Muammar Qaddafi’s death—if confirmed—sends a sharp signal to the remaining Arab dictators from Algeria to Yemen that you better run; don’t hang around too long. The unprecedented Arab revolutions of 2011 have not yet run their course.

Qaddafi misruled his country for longer than any of his fellow dictators. He seized power right after the June 1967 war. He ordered the bombing of PanAm 103 and he supported terror around the world. President Obama’s decision to help Libya’s rebels fight for their freedom looks increasingly like a smart call.

The regional implications are many. Northeast Africa from Tunis to Cairo has now been swept free of three dictators. Will the revolution now move west to Algiers? The biggest country in Africa today, Algeria, has given Qaddafi’s family safe haven in exile. It quietly hoped for Gaddafi’s success against the rebels and openly opposed NATO’s air war. Will Algerians be inspired now to oust their generals? As a huge country with massive oil and gas reserves Algeria’s future is critical to America and Europe. Senior French decision makers tell me Paris is watching the Algerian picture closely.

Syria’s Assad dynasty has long been close to Qaddafi. They helped many of the same terrorists and the Iranian mullahs. The Syrian rebels will be encouraged by their Libyan brothers’ success. Bashar should get his tickets to Tehran ready. NATO is not going to help the Syrians; Libya was a one off in many ways. But the power of the Arab awakening should not be underestimated.

Yemen’s Ali Abdallah Saleh has ruled his country almost as long as Qaddafi. Now the UN may demand his departure after he has taken the country to the edge of civil war. He may wonder whether he should have stayed in his Saudi hospital after all. He needs to go back to Riyadh for good.

The Bahraini ruling family has never supported terror nor been as brutal as the Libyan mad man but they should also be worried. They have rejected reform for far too long on their little island kingdom. The Bahrainis and their Saudi backers seem to believe repression will work forever.

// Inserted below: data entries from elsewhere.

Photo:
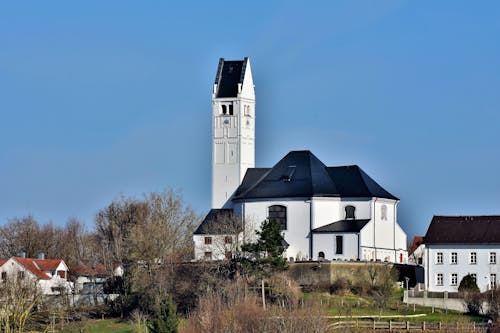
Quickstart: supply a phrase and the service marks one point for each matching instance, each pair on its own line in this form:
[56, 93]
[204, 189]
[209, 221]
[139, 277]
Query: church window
[454, 258]
[349, 212]
[493, 257]
[339, 244]
[473, 258]
[439, 279]
[439, 258]
[454, 279]
[383, 213]
[278, 213]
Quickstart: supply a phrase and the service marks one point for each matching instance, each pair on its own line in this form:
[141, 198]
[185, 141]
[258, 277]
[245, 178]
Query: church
[327, 213]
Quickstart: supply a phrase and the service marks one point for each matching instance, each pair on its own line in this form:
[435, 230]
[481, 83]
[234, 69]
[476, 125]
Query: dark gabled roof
[342, 226]
[229, 74]
[301, 174]
[463, 230]
[219, 222]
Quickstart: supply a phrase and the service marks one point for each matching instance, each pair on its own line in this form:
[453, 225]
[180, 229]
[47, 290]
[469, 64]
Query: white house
[459, 245]
[51, 275]
[336, 213]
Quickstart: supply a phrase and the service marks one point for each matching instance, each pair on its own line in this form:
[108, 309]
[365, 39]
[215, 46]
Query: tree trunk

They are mistaken. The 21st century Arab world is changing like no one anticipated, least of all its dictators.

Of course the hard part of the Arab revolutions is only just beginning. Making new democracies from failed police states will be a very difficult challenge. The Arabs face daunting problems. Libya itself is a relatively recent and artificial creation of Italian imperialism and it is severely divided on regional and tribal grounds. But we should be impressed by the Arab peoples—despite terrible repression they are fighting for a new world.